Pensando il mondo, Hegel lo immagina come un teatro: un insieme di scene sfilano sotto il suo sguardo. Da questo punto di vista, lo svolgersi della Fenomenologia avviene attraverso un movimento che dalla coscienza immediata approda al Sapere Assoluto. Il cammino - che ha la forma di un vero e proprio viaggio - è cosparso delle esperienze che lo spirito dovrà fare. L´intelletto, la coscienza infelice, la lotta tra il servo e il signore e il desiderio del riconoscimento, il farsi della legge, il piacere e la necessità, il passaggio dal mondo feudale alla monarchia, le anime belle e l´eroismo, l´illuminismo e la superstizione, la libertà e il terrore, il misticismo e la religione rivelata, sono alcuni dei tableaux che troviamo nell´opera. Hegel li disegna riducendoli al suo linguaggio. L´oscurità che li avvolge è la garanzia che qualcosa di ignoto sta venendo alla luce.
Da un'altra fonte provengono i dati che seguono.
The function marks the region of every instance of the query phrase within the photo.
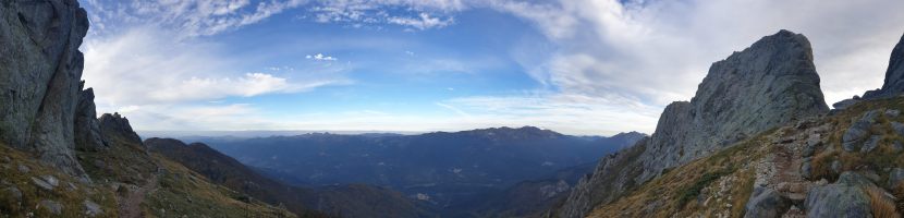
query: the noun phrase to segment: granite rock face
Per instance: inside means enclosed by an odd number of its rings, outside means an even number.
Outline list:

Non si può evitare di concludere che ciò che viene incontro al lettore è un abilissimo gioco acrobatico dove arbitrio e necessità familiarizzano con le parole, creando un singolare equilibrio tra evento e discorso. Ciò che accade può essere raccontato. Ma solo perché lo si racconta accade realmente. È un movimento che due secoli dopo il sistema dei media (non quello dello spirito) avrebbe reso evidente in tutta la sua ovvietà. Del resto, dopo Iena, Hegel si recò a Bamberga dove svolse per un anno e mezzo il lavoro di giornalista. Conobbe l´ansia della notizia, la crudeltà della censura e la lingua che si corrompeva. Terminata quell´esperienza tornò ad essere "Hegel l´oscuro" che riteneva che la parola non fosse semplicemente chiusa nel linguaggio, ma parlasse tra le cose e infine tornasse a sé arricchita da quell´esperienza. La Fenomenologia si conclude con il trionfo del Sapere Assoluto. Si potrebbe ironizzare sulla consistenza di questa sovranità misteriosa che è la totalità hegeliana. O provare a leggerla nei tanti modi in cui è stata letta: fine della storia, nascita di un nuovo sapere, trionfo della civiltà cristiano-borghese, metafora del totalitarismo o affermazione del più puro ateismo. Ma dopotutto quell´opera ci dice anche qualcosa di essenziale sulla modernità. Ci dice che un filosofo deve bagnare il proprio pensiero nella tempesta. Ci dice che sono esistiti tantissimi pensatori con l´ombrello aperto, al riparo dalla pioggia, ad aspettare che il cielo rischiarasse.